As soon as politicians are forbidden to take additional salaries from companys.

The new testing cycle is ready, it will be implemented next year or the year after that.
So the current super unrealistic one is thankfully going away fairly soon.

Is the new 30 kWh the total capacity or the usable capacity? The Kia Soul EV, for instance, has 30,5 kWh total capacity, but 27 usable.

Every EV battery needs buffers to function well. So it is important to mention the usable capacity and not the total capacity.

Total capacity.

I highly doubt that. The old Leaf has a 21 kWh usable capacity from its 24 kWh battery.

22kWh usable when new. After about 30 000km it goes down to 20-21kWh and stays there.
New will have something like 27,5kWh. Summer driving usually consumes 15kWh, so we can calculate 180km in excellent conditions.
Old can do 120km realistic so new will have 150km realistic. And that 150 is for real and even in chilly or wet weather.

The KIA battery is probably as big (bigger) than the LEAF. What is the Soul EVs EPA range rating? Perhaps the LEAF is more efficient?

93 miles

The Drag coefficient from Leaf is better, i found Leaf 0,29 and Kia Soul EV 0,33. Also Leaf will be less front surface.

It’s between the 30kwh Leaf and a used plain jane 85 for me now that my Volt lease is gone.

It is a very tough decision. On one hand it would make sense to just make the bigger step and go with the used 85 (CPO for around 62K$). Just do it once.

On the other hand 62+tax (5.6% in AZ to bring it in from Ca) is a lot of money.

The Leaf is also enticing but would just be a stepping stone to a Bolt or a gen 2 Leaf or a Model 3 Tesla. So the 2 year Leaf lease would be money spent…..say 15K or so. Leaving 47 for the next Leaf or Bolt.

Almost makes more sense to just get a used S. I could pretty much go anywhere in that car and I would only be doing it once for around the same money.

Are those wheels standard in Europe? Any chance we will see those in the US?

107 miles of range is a 27% improvement. But there is one use case where I think the 30kWh has the biggest benefit.

If you are making a long trip stopping at multiple Chademo chargers, the ideal distance between chargers for the current 24kWh battery is between 50 and 60 miles.

For the same use case, the 30kWh battery should easily handle 75 to 85 miles, which is a big improvement.

With 2016 LEAF and after 100,000 mile Capacity Warranty, an owner can still expect 21 kWh capacity at 70% of new. (~75 miles range)

30kWh and 107 Miles EPA is not fantastic.
To compare NEDC, Renault ZOE does 240 NEDC (250 NEDC for Leaf) with only 22 kWh.

And to charge these 30kWh overnight… how long ?

The Zoe is a much smaller car you can’t compare it with Leaf.

Full charge should be 5hrs.



ZOE is a much smaller car.
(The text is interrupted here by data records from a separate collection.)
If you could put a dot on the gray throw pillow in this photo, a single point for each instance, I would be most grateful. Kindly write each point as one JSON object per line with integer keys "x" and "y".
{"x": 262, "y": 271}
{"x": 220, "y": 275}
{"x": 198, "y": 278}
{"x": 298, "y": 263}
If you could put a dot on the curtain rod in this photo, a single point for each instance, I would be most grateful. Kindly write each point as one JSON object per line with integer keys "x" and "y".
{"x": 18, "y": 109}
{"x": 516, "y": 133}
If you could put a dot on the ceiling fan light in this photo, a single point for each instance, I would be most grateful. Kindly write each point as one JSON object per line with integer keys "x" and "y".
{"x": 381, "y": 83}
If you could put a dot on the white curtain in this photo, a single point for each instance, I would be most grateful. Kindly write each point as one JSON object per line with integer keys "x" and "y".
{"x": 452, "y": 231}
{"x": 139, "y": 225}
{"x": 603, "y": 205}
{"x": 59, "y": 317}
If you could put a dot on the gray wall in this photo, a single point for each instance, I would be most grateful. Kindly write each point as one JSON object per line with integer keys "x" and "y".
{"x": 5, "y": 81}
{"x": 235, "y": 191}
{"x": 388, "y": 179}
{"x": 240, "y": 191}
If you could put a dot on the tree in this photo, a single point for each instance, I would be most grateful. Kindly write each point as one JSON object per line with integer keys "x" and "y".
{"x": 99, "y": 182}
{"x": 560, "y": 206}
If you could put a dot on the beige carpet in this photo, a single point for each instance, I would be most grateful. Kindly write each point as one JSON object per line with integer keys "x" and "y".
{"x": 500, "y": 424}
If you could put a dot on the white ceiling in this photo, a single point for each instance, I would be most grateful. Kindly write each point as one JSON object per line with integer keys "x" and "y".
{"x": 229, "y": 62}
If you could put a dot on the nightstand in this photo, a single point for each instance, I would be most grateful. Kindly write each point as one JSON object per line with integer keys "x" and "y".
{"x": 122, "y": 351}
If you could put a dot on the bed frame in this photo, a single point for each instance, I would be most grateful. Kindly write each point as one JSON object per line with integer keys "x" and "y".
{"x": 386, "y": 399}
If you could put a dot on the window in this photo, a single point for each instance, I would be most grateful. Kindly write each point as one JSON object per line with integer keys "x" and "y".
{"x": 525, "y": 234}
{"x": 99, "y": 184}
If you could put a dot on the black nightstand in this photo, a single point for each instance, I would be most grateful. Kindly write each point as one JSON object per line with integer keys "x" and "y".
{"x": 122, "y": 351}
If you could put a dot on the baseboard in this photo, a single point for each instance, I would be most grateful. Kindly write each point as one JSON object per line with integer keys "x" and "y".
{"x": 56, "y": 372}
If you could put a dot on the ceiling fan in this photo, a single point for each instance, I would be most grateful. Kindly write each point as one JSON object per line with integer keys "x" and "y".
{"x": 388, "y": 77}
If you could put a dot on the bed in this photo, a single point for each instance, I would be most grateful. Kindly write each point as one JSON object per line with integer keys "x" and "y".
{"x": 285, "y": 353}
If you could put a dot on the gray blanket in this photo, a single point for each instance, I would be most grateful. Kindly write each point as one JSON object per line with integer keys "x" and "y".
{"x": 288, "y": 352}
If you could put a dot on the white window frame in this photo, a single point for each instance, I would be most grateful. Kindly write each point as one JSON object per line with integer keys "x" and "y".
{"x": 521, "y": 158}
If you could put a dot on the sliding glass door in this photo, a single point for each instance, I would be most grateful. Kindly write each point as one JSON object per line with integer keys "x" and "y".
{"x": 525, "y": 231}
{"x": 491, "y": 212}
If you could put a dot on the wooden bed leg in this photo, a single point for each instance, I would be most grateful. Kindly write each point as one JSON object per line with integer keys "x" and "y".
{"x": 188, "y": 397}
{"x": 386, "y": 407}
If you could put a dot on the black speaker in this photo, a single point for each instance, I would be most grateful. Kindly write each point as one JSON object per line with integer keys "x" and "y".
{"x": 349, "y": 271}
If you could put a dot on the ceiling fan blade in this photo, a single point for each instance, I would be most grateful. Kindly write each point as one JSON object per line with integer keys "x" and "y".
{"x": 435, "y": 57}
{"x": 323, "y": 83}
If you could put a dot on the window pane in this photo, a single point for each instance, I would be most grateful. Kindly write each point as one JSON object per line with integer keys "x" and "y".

It should be more efficient.

Yup. Rocket science. Or we can wait 10 years for yet another battery breakthrough. Now if only we had an infinite supply of raw materials. 🙁

Space Lithium! 😉

Read somewhere that within the 1 000 pound+ Tesla battery, there is less than 10 pound of lithium.
And it’s recyclable.
I guess we can go a long way before getting short of supply on that.

It should be cheaper than the Leaf and it should be sold in the US.

Regarding the e-NV200:
“we expect to see a 30 kWh version of it made available in the US in the Fall of next year.”

Is this speculation or have you actually heard any hints to suggest as much?

Gen iv Prius is rumoured at over 60 mpg. Nissan needs to start bringing the price down if they want BEVs to succeed.

55mpg, not 60mpg.

The eco model (lithium ion?) will come out in early 2016 and clear 60 mpg …. that’s the rumor.


If true, my guess is that it would just be on the city cycle.

The video is in french and twice the commentator said 30 kW of battery.
It’s a mistake so many make, but I can’t get over it and wonder what those guy really know about what they talk about.